Yeast are single-celled eukaryotic organisms that can undergo respiration either anaerobically or aerobically.  Thus, yeast is a facultative anaerobe.  Saccharomyces ceravisiae is perhaps the most widely used strain of yeast.  It is one of the key strains used in bakery and brewing, and is now being used widely in many different labs as a classic example of an eukaryotic organism in molecular and cell biology.  For example, Saccharomyces ceravisiae had the honor of being the first eukaryote to have its genome sequenced in 1996.  It contains about 13,000,000 base pairs comprising over 6,000 genes.  Of those, 23% are shared with humans.

Yeast can respirate anaerobically producing ethanol, or aerobically producing carbon dioxide.  Aerobically, the yeast can use less sugar in a smaller time frame to generate the same amount of ATP; so this experiment will only be concerned with the aerobic respiration of yeast.  Respiration occurs in 3 steps: Glycolysis, the Kreb’s Cycle, and the Electron Transport Chain.  As the yeast grows, it eventually starts to reproduce by simple cell division, or budding.  A yeast culture will undergo four typical stages of growth if no outside interference during growth is encountered in the lab.  The first phase, called the lag phase, is the stage during which the cells are preparing for division by producing any enzymes or cellular machinery required.  This phase is characterized by the 0 slope on the graph.  The next stage encountered is the log phase, during which the yeast are growing and dividing constantly without any hindrance or impedance in their doubling rate.  A plot of the logarithm of absorbance vs. time of this stage would be linear.  The slope of this line is termed the exponential growth rate constant.  A higher constant correlates obviously to an increased rate of growth, or shorter doubling time.  This phase will undergo the most analysis when determining the relative growth of yeast.  The next stage to follow is the stationary phase.  Eventually, the competition, lack of nutrients, and abundance of waste products slow down the efficiency of reproduction until it ceases.  After which, the death phase will follow as the yeast can no longer reproduce and die off themselves. 

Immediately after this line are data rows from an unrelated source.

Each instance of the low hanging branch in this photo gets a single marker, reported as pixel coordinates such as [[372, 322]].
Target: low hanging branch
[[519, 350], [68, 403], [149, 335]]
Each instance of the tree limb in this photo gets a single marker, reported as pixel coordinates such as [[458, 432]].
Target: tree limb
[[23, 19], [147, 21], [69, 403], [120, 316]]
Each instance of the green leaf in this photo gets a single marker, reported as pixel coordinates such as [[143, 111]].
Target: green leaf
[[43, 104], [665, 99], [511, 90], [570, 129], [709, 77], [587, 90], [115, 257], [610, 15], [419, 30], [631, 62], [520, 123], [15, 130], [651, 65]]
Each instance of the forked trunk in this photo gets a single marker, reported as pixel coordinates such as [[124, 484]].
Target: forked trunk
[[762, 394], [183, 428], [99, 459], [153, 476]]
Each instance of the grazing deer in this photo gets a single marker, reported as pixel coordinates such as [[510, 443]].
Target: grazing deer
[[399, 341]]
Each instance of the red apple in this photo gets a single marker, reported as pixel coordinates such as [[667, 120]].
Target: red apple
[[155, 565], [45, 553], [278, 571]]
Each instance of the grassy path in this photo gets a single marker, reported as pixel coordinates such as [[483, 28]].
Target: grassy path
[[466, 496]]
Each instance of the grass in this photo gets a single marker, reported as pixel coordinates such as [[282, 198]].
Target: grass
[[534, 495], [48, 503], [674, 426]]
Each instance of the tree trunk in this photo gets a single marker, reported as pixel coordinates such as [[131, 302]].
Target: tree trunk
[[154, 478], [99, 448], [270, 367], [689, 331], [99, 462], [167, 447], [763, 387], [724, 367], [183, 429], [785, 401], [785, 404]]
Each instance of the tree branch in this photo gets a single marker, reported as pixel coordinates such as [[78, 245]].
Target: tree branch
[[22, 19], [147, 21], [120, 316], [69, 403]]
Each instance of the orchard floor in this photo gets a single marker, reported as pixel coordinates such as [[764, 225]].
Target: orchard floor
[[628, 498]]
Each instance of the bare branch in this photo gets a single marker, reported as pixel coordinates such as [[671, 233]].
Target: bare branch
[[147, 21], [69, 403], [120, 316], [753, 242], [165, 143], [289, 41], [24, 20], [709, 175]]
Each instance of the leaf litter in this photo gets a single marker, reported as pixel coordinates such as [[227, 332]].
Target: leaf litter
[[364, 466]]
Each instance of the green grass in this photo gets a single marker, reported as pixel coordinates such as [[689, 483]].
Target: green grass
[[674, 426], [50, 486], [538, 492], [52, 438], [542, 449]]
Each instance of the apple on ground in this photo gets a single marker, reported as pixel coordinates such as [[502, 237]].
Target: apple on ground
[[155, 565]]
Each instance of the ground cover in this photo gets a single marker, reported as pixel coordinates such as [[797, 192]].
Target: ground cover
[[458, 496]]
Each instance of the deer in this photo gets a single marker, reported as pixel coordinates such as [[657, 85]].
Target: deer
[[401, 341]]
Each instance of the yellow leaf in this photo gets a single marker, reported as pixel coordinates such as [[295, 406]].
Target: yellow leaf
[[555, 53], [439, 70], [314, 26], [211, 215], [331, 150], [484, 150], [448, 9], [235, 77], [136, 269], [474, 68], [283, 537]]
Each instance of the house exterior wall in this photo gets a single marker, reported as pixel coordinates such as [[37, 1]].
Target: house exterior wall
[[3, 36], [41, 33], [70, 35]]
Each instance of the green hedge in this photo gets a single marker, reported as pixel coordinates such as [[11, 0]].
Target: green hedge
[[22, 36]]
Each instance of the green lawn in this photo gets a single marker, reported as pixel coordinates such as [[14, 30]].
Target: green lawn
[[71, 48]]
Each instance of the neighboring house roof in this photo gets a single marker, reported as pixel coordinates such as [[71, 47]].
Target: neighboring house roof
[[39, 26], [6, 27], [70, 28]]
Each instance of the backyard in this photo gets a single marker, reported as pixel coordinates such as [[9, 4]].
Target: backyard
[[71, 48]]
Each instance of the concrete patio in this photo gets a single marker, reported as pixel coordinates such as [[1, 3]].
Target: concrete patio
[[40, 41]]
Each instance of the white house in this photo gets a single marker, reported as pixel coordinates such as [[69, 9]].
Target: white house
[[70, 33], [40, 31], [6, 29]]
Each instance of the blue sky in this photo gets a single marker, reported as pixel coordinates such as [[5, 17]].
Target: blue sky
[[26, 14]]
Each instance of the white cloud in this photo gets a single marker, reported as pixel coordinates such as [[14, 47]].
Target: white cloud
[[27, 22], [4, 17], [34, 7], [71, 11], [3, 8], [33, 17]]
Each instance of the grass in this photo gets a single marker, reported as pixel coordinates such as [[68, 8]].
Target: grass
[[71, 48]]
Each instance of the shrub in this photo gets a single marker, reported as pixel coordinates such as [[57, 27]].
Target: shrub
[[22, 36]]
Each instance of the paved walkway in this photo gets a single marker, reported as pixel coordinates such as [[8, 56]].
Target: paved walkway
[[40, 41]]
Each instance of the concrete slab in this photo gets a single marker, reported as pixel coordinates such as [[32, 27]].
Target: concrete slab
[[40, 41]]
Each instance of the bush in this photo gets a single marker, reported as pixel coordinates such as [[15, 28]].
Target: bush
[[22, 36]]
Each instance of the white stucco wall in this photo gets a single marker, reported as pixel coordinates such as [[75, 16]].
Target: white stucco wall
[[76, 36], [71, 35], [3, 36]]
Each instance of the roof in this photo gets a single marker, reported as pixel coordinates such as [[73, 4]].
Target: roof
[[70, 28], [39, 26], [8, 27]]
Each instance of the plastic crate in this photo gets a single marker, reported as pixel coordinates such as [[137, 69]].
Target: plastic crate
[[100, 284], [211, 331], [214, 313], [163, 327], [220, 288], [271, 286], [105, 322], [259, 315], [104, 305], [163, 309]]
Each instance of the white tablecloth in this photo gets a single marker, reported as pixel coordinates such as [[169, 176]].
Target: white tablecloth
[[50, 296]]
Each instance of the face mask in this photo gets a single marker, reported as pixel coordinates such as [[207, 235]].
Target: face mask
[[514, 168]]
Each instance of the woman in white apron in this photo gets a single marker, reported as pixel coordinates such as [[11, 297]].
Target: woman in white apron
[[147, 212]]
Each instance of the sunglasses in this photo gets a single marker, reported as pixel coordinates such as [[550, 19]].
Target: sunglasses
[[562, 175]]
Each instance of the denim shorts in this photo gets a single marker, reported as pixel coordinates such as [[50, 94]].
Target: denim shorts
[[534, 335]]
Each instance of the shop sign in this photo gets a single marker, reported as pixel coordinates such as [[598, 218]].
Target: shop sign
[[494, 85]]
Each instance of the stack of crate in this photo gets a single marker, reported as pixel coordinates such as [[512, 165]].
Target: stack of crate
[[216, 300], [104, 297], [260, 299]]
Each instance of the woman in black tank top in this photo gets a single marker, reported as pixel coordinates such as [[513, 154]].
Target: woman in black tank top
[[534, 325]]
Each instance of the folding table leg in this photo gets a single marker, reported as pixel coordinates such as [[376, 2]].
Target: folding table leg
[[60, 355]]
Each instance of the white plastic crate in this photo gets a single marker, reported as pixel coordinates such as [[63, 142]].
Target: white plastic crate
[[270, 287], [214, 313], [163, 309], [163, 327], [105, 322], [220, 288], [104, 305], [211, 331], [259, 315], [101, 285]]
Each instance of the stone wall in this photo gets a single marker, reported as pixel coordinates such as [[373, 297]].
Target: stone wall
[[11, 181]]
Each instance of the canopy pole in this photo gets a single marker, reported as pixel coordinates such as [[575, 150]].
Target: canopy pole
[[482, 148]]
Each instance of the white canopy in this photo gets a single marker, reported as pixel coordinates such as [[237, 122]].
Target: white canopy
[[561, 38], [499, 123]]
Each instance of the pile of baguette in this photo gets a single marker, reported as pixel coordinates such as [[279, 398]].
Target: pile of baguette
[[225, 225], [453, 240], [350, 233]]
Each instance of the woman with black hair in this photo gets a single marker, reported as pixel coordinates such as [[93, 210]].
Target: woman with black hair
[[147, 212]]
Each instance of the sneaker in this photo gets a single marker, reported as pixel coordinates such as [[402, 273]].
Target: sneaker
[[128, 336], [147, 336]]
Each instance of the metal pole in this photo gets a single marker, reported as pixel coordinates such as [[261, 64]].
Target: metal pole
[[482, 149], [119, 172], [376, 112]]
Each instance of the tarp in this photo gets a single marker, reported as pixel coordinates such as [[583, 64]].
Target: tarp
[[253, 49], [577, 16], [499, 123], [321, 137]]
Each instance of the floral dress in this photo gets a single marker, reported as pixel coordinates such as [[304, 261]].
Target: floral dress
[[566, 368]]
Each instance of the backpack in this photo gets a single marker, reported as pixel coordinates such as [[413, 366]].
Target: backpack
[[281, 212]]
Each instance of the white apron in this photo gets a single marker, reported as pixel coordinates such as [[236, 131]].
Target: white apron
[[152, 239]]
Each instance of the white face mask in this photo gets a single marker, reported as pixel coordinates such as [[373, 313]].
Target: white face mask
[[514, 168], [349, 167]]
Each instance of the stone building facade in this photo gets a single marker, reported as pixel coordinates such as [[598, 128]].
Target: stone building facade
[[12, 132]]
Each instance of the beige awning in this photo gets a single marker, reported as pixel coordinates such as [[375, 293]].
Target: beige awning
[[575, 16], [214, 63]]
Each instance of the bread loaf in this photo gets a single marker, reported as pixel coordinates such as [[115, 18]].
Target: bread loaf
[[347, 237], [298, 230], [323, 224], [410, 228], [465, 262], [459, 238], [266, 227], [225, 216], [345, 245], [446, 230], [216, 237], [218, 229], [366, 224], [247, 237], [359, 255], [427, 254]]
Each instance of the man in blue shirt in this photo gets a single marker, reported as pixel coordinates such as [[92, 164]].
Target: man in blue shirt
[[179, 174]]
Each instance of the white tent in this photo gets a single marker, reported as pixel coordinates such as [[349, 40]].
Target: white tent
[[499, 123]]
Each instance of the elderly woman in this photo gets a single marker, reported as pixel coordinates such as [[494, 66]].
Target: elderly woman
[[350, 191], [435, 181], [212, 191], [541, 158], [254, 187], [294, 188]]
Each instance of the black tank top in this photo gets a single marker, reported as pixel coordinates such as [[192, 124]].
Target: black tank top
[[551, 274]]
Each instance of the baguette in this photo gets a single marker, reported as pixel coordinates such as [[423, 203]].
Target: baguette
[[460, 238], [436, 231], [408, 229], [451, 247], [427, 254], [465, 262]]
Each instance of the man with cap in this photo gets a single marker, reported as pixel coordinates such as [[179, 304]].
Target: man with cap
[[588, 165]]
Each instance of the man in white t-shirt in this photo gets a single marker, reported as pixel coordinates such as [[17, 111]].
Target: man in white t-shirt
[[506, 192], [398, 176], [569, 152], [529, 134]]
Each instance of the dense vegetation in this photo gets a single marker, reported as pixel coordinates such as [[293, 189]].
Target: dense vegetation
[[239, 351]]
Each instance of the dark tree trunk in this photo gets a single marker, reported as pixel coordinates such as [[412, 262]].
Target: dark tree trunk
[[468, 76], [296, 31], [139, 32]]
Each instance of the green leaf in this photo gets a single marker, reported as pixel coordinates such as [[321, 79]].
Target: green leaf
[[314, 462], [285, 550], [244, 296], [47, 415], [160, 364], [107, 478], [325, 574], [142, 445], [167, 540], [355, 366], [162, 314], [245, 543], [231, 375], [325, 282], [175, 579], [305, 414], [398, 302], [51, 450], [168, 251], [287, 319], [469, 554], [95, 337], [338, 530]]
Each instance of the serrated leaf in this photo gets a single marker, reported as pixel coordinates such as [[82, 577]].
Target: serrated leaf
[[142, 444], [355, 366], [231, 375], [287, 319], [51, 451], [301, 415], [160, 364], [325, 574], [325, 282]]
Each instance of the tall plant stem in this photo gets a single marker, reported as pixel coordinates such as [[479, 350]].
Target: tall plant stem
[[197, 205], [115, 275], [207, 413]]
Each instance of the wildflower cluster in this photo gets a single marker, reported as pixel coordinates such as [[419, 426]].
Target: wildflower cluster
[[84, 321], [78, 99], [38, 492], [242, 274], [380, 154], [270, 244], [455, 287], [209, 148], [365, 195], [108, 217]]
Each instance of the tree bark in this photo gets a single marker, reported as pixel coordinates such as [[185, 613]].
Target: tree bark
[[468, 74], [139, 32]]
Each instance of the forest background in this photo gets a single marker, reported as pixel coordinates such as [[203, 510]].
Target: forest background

There are many different factors that can influence the growth of yeast such as temperature, atmospheric pressure, osmotic pressure, availability of nutrients and O₂, and the pH of the growth medium.  As seen in previous experiments, the pH of the extra cellular medium decreases with time as yeast grows.  This can be the byproduct of a few different mechanisms.  First, during respiration, H⁺ ions and CO₂ gas are produced.  The carbon dioxide can then react with water to form even more H⁺ ions.  Also, a proposed mechanism for the uptake of glucose into the yeast cells is active transport, with the driving force being the diffusion of H⁺ down its concentration gradient out of the cell.  However, the yeast must still maintain an internal homeostasis in order to grow and reproduce.  The enzymatic activity of the yeast is crucial to its survival for it regulates everything from cell growth and respiration to cell division, and a pH must be maintained at which the enzymes are intact and working at a relatively fast rate.  To accomplish this, proton pumps are constantly pumping H⁺ ions out of the cell using ATP in the process.   If the pH of the medium ever becomes too low or high, the cell will not be able to maintain its optimal internal pH levels, and the enzymatic activity may become hindered if not stopped all together.  This will lead to cell death.